Conservation Management

Effective conservation management includes: agri-environment scheme options creating winter stubbles and spring-sown crops (retaining suitable nesting habitat), managing wet grass margins and shallow pools (providing chick feeding habitat), delayed silage cutting (avoiding nesting period — nest searches before cutting allow avoiding active nests), and predator management in priority areas. The Game and Wildlife Conservation Trust's Hope Farm project demonstrated that targeted management can reverse lapwing declines at farm scale.

Legal Protections

Lapwings are Schedule 1 species during breeding under the Wildlife and Countryside Act — it is illegal to intentionally disturb them at or near the nest.

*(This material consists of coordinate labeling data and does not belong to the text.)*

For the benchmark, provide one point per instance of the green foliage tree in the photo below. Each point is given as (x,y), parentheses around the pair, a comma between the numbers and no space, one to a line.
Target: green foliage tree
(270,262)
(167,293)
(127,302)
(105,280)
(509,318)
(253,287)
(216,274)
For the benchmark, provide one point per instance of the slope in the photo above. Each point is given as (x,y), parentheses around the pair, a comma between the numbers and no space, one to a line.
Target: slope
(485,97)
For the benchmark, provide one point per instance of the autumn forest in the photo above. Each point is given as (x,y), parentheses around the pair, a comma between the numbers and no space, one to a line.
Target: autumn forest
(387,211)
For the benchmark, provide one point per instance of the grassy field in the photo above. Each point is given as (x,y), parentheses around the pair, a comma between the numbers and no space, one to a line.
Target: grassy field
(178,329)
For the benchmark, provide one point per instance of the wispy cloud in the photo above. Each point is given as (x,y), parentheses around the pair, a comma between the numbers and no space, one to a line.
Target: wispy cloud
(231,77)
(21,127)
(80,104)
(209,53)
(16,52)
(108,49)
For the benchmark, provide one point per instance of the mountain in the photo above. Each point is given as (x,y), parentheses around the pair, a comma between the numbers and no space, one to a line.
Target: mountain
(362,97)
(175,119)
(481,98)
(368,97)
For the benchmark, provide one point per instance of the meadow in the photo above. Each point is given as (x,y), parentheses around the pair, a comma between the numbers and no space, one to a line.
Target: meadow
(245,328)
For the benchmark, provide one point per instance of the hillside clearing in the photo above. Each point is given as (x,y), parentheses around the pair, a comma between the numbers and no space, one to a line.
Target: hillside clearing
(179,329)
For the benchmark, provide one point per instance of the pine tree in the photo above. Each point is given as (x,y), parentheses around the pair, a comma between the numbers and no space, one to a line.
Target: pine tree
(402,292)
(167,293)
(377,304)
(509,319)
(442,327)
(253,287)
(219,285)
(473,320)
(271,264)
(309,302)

Farmers who discover lapwing nests during field operations are legally required to avoid disturbance. Practical guidance from organisations including the RSPB and GWCT helps farmers implement nest protection during routine operations — simple measures like leaving 'skip zones' around discovered nests can significantly improve breeding success.

Wider Farmland Bird Context

Lapwing is one of multiple farmland bird species on the 'Red List of Birds of Conservation Concern' — alongside grey partridge, corn bunting, yellowhammer, and others. Their collective decline reflects a systemic deterioration of agricultural habitats for wildlife, driven by intensification, loss of mixed farming, and reduced investment in biodiversity. Addressing lapwing conservation requires landscape-scale approaches that make agricultural land genuinely productive for wildlife alongside food production.